Countering Threats to the Defense Transportation System: A Counterintelligence Perspective

Jun 7, 2023 | Cybersecurity, Keynotes SFPC, Ports, Surface Force Projection 2023 Videos, Threats

Why is intelligence important? “Because we have two near peer adversaries. One currently that is actively pursuing ways to disrupt the transportation of US soldiers and our DOD equipment into Europe,” explained SFPC keynote Mr. Michael King, Counterintelligence Special Agent, US Transportation Command (USTRANSCOM). “They have compromised carriers. They have looked and attempted to compromise other modes and modalities of moving equipment across this country.”

The US has spent close to two decades sharing information with and allowing the other near peer adversary to observe us. Economically, we cannot cut ties, so the question then becomes how to deter them. One method is ensuring the economic viability of the US in order to utilize financial pressure.

Private industry is key to the US’ ability to project forces. This creates greater challenges to securing US interests, especially when a foreign adversary uses their government influence over business to gain our information.

As an example, King shared that China is currently trying to adjust a law that mandates anyone in their country must turn over any electronic information or information stored there upon request. This means that if you visited China with your laptop which contained your proprietary information, you would need to hand that over to the Chinese government if requested or risk facing espionage charges. USTRANSCOM will help its partners find ways to increase their protection.

Social media is another avenue that adversaries can potentially exploit to spread misinformation or cause disruptions such as riots—which can affect the ability of transportation companies to move goods.

Companies may have had a counterintelligence (CI) special agent visit them and ask some very intrusive questions. While some people may hesitate to share intimate details of their company operations, technology, and finances, this cooperation is necessary for successful counterintelligence.

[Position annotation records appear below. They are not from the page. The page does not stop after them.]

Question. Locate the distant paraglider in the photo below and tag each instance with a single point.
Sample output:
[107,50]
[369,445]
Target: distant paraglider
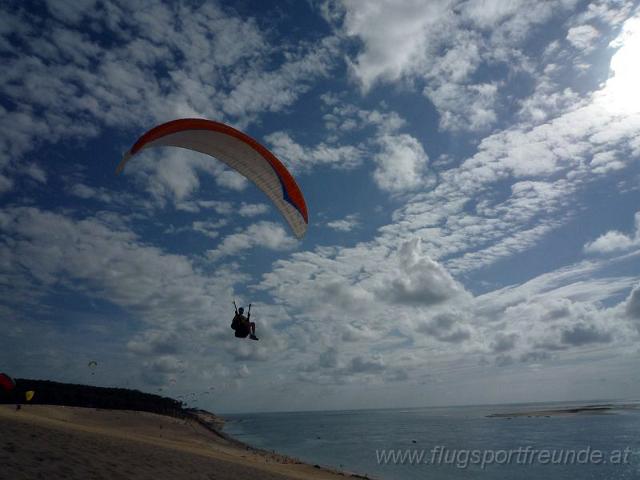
[240,152]
[6,382]
[92,366]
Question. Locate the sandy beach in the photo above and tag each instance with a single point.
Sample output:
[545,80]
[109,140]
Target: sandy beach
[52,442]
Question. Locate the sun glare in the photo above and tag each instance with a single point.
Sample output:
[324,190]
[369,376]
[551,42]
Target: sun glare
[622,90]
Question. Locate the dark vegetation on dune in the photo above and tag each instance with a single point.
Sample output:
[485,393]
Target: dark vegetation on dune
[74,395]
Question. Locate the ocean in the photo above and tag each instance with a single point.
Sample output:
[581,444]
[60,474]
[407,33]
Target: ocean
[453,442]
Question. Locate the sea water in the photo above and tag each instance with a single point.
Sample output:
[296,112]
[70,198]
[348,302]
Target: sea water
[453,443]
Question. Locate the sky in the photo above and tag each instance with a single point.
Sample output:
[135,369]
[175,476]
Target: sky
[471,170]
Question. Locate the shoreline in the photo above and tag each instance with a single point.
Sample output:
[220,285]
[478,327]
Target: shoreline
[70,441]
[596,409]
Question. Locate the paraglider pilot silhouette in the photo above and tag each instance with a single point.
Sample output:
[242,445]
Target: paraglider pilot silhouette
[242,325]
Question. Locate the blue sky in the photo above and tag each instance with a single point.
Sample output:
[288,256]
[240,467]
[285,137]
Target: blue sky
[471,172]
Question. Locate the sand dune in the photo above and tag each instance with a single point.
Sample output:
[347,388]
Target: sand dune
[81,443]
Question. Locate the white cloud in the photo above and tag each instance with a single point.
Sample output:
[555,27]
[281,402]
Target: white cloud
[260,235]
[614,241]
[300,158]
[346,224]
[583,37]
[401,164]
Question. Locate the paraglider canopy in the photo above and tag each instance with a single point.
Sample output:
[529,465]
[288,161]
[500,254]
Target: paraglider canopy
[240,152]
[6,382]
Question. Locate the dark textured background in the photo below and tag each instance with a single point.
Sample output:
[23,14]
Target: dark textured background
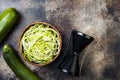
[98,18]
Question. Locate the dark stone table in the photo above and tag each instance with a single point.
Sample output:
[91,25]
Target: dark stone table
[98,18]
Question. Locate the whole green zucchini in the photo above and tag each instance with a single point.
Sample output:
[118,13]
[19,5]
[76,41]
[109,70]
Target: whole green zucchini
[17,65]
[8,19]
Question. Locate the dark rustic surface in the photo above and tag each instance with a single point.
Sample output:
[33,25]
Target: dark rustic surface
[98,18]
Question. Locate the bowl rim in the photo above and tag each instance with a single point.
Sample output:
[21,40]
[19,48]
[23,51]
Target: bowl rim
[20,37]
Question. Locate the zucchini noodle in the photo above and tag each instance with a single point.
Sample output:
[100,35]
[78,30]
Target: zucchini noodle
[40,44]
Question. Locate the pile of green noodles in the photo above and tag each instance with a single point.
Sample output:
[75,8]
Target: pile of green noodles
[40,44]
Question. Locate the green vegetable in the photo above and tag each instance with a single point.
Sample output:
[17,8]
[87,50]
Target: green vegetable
[8,19]
[40,44]
[16,64]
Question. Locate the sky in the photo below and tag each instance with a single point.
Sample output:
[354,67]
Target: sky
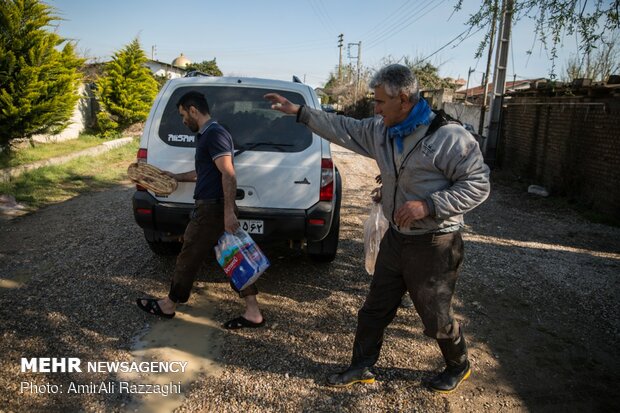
[278,39]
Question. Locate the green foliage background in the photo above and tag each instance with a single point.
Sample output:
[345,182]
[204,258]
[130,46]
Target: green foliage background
[38,82]
[126,90]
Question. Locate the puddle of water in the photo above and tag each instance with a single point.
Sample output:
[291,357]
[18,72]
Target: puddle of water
[192,337]
[17,280]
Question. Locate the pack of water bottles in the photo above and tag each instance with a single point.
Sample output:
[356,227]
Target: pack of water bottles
[240,258]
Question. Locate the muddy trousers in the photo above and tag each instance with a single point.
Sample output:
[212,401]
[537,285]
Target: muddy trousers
[205,227]
[427,267]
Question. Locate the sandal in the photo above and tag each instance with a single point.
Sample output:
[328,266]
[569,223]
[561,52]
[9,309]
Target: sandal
[152,307]
[242,322]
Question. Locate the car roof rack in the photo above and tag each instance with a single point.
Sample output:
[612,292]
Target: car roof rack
[195,73]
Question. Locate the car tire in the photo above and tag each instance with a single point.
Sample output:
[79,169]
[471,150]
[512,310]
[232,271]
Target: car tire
[328,246]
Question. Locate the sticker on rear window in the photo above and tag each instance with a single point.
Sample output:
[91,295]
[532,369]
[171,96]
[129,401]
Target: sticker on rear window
[181,138]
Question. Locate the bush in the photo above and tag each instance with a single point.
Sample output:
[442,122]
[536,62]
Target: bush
[38,82]
[126,90]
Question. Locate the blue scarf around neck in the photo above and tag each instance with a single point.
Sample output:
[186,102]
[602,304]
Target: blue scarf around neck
[419,115]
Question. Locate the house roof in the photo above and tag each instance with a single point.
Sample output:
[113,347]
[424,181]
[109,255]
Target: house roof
[519,84]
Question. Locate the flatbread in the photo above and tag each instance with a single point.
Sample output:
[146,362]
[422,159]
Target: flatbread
[151,178]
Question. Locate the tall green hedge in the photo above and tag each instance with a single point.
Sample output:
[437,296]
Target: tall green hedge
[126,90]
[38,79]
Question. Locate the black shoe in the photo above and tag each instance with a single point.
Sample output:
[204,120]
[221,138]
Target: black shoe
[406,301]
[351,376]
[448,380]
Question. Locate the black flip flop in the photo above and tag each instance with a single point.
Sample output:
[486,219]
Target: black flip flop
[152,307]
[242,322]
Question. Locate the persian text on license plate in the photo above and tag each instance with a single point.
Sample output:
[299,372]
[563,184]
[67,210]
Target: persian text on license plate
[252,226]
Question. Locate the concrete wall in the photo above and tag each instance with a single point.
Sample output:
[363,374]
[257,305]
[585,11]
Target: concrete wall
[467,114]
[82,117]
[570,145]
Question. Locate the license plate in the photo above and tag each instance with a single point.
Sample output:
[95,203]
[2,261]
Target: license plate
[252,226]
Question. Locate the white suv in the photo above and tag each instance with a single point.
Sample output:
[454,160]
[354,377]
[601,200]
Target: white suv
[288,186]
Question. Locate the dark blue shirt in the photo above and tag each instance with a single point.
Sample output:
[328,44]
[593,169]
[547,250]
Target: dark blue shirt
[213,141]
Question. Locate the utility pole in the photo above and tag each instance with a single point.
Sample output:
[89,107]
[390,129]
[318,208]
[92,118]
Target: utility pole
[340,37]
[469,72]
[357,57]
[499,81]
[485,82]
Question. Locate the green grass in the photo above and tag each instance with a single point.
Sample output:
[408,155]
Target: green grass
[27,154]
[57,183]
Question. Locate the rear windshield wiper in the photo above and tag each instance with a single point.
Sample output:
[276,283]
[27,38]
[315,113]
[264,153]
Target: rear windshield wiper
[257,144]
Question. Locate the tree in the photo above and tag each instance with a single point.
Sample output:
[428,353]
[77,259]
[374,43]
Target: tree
[598,65]
[207,66]
[426,73]
[38,82]
[126,90]
[555,19]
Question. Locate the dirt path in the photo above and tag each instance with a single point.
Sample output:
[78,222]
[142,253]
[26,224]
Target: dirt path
[538,297]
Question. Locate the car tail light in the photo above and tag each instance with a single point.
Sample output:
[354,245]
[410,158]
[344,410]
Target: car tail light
[327,180]
[141,157]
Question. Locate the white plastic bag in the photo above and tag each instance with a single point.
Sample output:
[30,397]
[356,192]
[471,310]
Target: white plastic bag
[240,258]
[374,228]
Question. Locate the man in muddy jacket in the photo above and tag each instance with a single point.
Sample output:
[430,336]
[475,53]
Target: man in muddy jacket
[433,173]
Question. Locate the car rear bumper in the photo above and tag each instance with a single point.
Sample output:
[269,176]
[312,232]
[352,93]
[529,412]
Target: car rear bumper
[170,219]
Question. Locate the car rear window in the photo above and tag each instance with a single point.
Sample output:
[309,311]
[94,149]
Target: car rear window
[245,114]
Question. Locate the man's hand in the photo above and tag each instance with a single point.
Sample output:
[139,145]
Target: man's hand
[231,223]
[282,104]
[409,212]
[171,175]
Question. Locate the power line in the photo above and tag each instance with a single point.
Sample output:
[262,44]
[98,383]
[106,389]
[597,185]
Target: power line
[401,24]
[381,26]
[452,41]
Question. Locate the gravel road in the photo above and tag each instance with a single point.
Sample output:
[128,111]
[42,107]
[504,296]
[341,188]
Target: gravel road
[538,298]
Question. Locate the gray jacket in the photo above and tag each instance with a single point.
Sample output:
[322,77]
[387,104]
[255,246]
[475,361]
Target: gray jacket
[445,168]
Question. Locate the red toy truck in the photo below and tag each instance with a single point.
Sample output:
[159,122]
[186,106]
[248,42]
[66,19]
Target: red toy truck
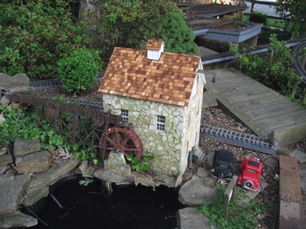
[250,175]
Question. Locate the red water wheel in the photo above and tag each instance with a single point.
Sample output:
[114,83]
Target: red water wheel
[122,139]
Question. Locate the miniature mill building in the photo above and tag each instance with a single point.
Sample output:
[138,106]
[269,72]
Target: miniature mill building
[160,95]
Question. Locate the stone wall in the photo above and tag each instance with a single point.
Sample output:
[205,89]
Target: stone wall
[165,145]
[170,147]
[192,121]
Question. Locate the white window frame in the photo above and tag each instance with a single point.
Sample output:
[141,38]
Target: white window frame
[161,122]
[125,115]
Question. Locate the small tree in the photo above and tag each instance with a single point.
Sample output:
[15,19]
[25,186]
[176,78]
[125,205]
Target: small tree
[35,34]
[178,37]
[78,72]
[273,69]
[293,13]
[126,23]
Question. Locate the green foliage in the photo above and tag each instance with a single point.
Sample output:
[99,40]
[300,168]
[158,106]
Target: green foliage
[293,13]
[86,181]
[142,164]
[241,215]
[78,72]
[258,17]
[273,69]
[87,154]
[126,23]
[177,36]
[21,124]
[35,34]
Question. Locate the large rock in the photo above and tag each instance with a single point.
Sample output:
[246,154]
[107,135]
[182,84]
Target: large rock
[24,147]
[188,218]
[31,199]
[17,219]
[12,189]
[51,176]
[198,191]
[34,162]
[110,176]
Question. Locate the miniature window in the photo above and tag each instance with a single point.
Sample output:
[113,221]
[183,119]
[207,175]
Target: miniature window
[125,115]
[161,122]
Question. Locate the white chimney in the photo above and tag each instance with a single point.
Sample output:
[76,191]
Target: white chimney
[154,47]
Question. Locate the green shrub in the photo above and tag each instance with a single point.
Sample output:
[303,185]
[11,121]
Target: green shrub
[78,72]
[258,17]
[35,34]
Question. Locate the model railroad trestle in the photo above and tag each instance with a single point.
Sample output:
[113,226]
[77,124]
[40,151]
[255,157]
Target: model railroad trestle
[84,124]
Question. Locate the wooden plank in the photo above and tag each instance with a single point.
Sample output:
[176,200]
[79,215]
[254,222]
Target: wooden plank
[241,98]
[232,81]
[254,104]
[281,120]
[242,89]
[260,108]
[257,129]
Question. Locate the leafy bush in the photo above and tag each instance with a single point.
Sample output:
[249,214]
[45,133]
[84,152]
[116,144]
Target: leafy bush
[258,17]
[35,34]
[78,72]
[273,69]
[22,124]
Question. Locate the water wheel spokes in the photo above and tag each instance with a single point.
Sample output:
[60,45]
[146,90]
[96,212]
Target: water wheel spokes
[122,139]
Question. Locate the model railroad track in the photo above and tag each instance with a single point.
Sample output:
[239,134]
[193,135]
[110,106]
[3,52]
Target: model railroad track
[248,141]
[81,102]
[297,64]
[258,49]
[43,84]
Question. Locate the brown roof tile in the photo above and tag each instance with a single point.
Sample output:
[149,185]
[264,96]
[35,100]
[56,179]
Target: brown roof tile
[169,80]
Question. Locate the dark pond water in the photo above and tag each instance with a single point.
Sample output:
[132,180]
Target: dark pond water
[88,207]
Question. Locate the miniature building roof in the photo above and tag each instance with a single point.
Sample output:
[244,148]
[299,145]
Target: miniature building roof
[168,80]
[154,44]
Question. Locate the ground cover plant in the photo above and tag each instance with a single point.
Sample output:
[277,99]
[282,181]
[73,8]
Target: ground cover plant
[20,123]
[273,68]
[241,214]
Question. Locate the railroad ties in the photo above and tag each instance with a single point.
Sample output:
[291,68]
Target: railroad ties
[248,141]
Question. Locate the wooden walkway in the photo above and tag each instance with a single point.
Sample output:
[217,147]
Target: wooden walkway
[260,108]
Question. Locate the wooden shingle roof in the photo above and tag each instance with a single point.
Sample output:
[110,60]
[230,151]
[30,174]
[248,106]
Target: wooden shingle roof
[169,80]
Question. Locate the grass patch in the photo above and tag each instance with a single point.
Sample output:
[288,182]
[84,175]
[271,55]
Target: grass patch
[241,214]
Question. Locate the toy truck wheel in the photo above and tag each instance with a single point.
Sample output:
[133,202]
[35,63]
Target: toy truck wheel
[248,184]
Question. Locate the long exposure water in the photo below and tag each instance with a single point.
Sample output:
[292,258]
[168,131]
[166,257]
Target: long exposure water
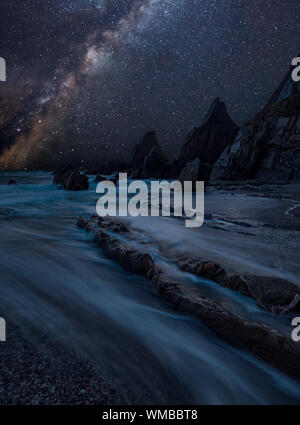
[54,279]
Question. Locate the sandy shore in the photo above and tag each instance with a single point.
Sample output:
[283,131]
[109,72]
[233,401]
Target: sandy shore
[48,376]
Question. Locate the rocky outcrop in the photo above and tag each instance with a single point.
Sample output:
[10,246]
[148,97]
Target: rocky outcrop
[71,179]
[268,147]
[149,160]
[276,295]
[207,142]
[257,338]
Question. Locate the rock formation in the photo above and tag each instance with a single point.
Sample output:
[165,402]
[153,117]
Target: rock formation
[207,142]
[268,147]
[257,338]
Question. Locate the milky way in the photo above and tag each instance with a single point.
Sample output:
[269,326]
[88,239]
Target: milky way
[86,78]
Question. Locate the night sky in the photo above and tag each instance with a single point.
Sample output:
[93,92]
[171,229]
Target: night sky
[87,78]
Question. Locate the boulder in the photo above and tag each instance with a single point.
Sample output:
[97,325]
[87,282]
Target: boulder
[267,148]
[207,142]
[257,338]
[276,295]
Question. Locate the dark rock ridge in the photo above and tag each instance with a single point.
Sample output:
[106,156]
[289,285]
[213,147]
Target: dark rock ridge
[149,160]
[207,142]
[257,338]
[268,147]
[278,296]
[71,179]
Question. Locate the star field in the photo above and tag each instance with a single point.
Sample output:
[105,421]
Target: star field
[87,79]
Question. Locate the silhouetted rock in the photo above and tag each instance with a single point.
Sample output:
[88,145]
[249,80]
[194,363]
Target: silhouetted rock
[207,142]
[267,148]
[71,179]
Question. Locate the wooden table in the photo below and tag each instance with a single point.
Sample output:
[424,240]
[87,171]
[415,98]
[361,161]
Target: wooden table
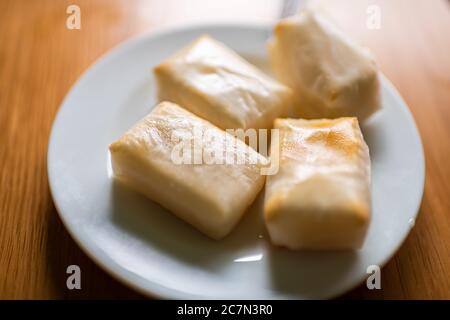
[40,59]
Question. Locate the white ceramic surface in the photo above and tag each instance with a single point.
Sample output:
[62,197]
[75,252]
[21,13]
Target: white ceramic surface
[149,249]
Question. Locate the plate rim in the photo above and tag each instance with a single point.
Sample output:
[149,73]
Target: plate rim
[149,287]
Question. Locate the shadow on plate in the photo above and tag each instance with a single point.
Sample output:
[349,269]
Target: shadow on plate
[145,219]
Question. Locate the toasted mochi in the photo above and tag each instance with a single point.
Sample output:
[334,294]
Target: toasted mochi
[210,196]
[320,197]
[330,75]
[212,81]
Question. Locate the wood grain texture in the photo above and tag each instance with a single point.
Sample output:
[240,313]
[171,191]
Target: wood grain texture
[40,59]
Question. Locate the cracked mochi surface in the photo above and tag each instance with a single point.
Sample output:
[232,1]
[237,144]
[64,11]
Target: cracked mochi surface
[320,197]
[212,81]
[211,197]
[330,75]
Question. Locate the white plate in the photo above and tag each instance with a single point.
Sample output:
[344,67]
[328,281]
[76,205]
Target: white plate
[149,249]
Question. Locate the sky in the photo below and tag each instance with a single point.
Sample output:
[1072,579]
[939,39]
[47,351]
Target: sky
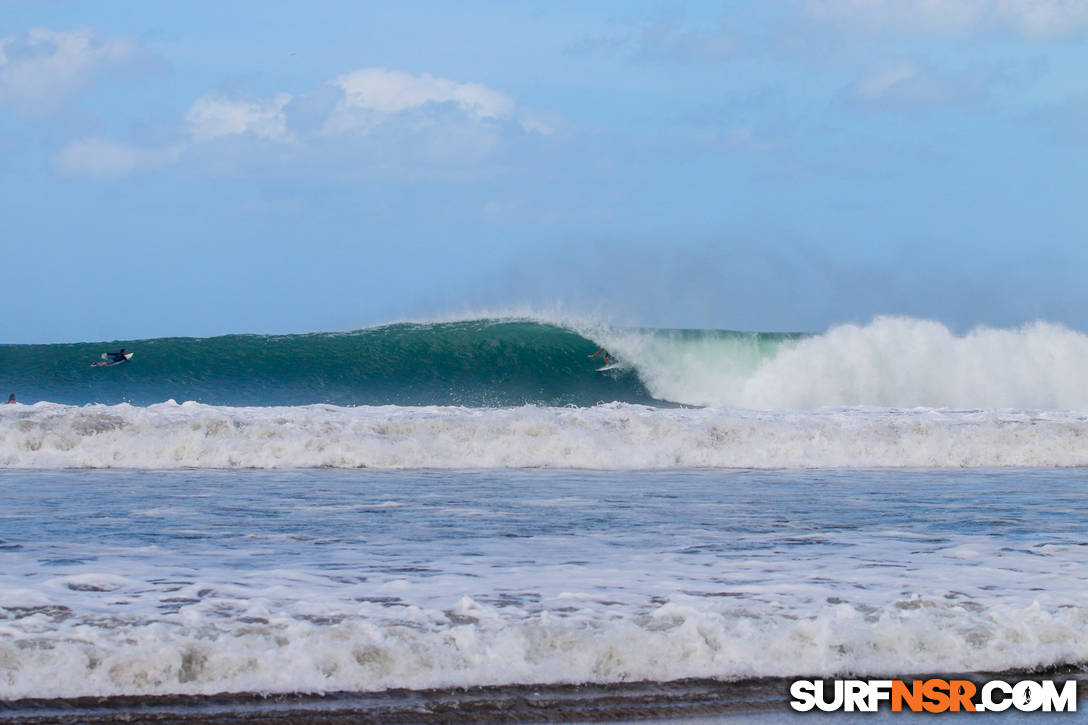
[210,168]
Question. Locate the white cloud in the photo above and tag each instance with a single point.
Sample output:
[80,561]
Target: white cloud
[213,117]
[905,83]
[373,95]
[1034,19]
[107,158]
[368,122]
[40,69]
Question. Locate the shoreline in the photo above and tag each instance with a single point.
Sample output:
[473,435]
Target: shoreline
[764,699]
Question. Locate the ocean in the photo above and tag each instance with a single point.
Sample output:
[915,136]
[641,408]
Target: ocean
[468,520]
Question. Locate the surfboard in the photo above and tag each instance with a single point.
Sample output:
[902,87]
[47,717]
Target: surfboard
[107,361]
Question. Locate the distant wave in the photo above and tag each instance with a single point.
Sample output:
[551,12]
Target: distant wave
[608,437]
[507,361]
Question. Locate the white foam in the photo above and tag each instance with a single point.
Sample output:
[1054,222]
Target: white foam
[607,437]
[472,644]
[891,361]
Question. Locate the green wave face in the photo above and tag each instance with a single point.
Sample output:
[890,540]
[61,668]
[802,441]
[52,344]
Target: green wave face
[478,363]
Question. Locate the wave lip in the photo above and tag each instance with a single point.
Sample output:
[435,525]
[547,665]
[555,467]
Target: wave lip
[889,363]
[608,437]
[510,361]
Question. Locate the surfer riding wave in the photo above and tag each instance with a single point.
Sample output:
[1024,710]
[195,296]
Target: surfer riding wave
[603,354]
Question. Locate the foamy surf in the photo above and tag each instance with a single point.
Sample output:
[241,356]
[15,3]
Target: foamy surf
[617,437]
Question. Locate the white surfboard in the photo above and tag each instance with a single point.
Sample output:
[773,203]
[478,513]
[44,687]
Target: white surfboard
[107,361]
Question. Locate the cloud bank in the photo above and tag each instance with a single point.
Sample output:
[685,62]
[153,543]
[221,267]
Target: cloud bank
[371,120]
[40,70]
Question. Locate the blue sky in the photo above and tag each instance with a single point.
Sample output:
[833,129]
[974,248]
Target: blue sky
[202,168]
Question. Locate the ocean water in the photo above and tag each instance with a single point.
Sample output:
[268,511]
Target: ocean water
[471,504]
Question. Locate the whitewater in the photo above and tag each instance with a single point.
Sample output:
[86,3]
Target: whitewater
[470,503]
[524,393]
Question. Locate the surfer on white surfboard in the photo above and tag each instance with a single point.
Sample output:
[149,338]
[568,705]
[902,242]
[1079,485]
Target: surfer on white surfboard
[113,358]
[603,354]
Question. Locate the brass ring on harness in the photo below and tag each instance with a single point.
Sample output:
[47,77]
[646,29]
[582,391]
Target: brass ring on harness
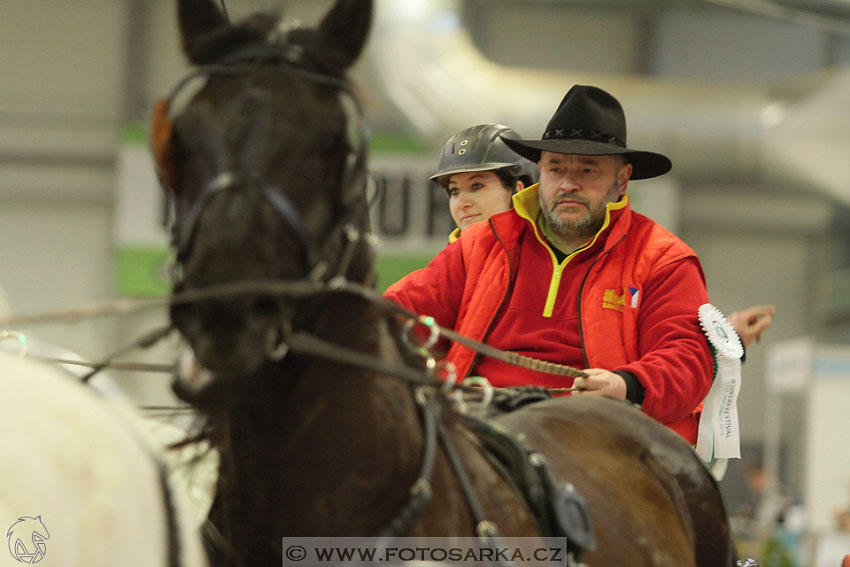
[427,322]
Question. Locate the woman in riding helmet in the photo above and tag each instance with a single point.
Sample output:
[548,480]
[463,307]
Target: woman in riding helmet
[480,174]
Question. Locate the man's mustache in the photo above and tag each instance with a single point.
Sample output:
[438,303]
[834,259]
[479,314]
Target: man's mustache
[566,196]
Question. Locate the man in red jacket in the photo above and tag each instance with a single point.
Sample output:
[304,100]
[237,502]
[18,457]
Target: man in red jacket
[572,275]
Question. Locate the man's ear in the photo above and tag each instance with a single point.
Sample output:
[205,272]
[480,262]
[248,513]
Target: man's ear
[623,176]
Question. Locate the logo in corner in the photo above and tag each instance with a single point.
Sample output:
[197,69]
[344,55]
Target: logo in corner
[27,539]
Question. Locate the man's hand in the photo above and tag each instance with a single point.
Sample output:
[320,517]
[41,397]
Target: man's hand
[601,382]
[752,322]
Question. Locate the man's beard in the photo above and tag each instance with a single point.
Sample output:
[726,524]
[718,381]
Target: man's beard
[588,224]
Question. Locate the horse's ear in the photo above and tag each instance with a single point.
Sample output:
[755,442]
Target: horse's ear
[197,19]
[344,31]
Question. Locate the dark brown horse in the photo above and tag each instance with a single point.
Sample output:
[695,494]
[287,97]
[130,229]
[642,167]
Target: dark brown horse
[266,168]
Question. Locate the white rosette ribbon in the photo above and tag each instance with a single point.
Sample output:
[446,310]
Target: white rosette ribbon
[719,436]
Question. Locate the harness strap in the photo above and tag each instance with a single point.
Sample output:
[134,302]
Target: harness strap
[484,529]
[420,492]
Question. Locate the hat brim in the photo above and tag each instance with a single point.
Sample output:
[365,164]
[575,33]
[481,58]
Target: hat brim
[477,167]
[645,165]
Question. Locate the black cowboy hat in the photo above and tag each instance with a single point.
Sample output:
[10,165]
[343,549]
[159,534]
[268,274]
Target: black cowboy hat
[590,122]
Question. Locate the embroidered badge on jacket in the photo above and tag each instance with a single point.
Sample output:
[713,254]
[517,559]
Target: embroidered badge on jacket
[612,300]
[634,292]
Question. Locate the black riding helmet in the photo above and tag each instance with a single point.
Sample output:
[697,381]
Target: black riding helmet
[480,148]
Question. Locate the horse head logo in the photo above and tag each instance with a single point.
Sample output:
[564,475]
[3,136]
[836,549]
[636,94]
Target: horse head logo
[26,539]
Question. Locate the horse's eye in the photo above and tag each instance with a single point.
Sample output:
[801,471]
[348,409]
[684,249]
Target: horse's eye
[330,143]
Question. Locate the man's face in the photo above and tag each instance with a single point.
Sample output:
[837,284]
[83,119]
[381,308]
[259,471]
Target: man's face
[574,190]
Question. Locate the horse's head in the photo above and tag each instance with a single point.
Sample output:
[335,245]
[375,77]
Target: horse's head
[265,167]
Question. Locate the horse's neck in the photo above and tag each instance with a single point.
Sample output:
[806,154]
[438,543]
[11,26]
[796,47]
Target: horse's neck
[327,439]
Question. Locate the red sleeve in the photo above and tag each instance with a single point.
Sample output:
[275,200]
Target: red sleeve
[436,289]
[676,366]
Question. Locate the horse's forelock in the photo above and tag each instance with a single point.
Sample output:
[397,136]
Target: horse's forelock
[219,42]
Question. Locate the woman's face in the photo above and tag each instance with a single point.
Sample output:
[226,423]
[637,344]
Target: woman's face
[475,196]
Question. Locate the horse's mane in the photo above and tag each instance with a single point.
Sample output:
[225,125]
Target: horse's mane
[222,40]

The reason this is so critical is very cut and dry: If nefarious actors are able to shut down transportation and logistics operations—or the US’ ability to project power—our service men in women out in the field will be in grave danger.

The US Counterintelligence Task Force has ways to combat cyber attacks from a nation-state actor or by those sponsored by a nation-state. “CI agents in the United States, including myself, are designed to stop the enemy foreign intelligent agents from interfering with our ability to do business every day,” said King. He added that the assistance provided by the US CI community is a free additional layer that companies can take advantage of.

Specific to DOD, the CI agent’s job is to maximize the department’s ability to project force. This requires two-way communication including issue identification, and in some cases, policy changes. Agents are looking to help businesses find the best solutions and services.

Addressing insider threats, King reminded the audience that whether someone is a crane operator, stevedore, port operator, or holds any other position, they have information and should know how to protect it. This further emphasized the fact that in counterintelligence communication is key and speaks to the truth behind the often-touted slogan, ‘see something, say something.’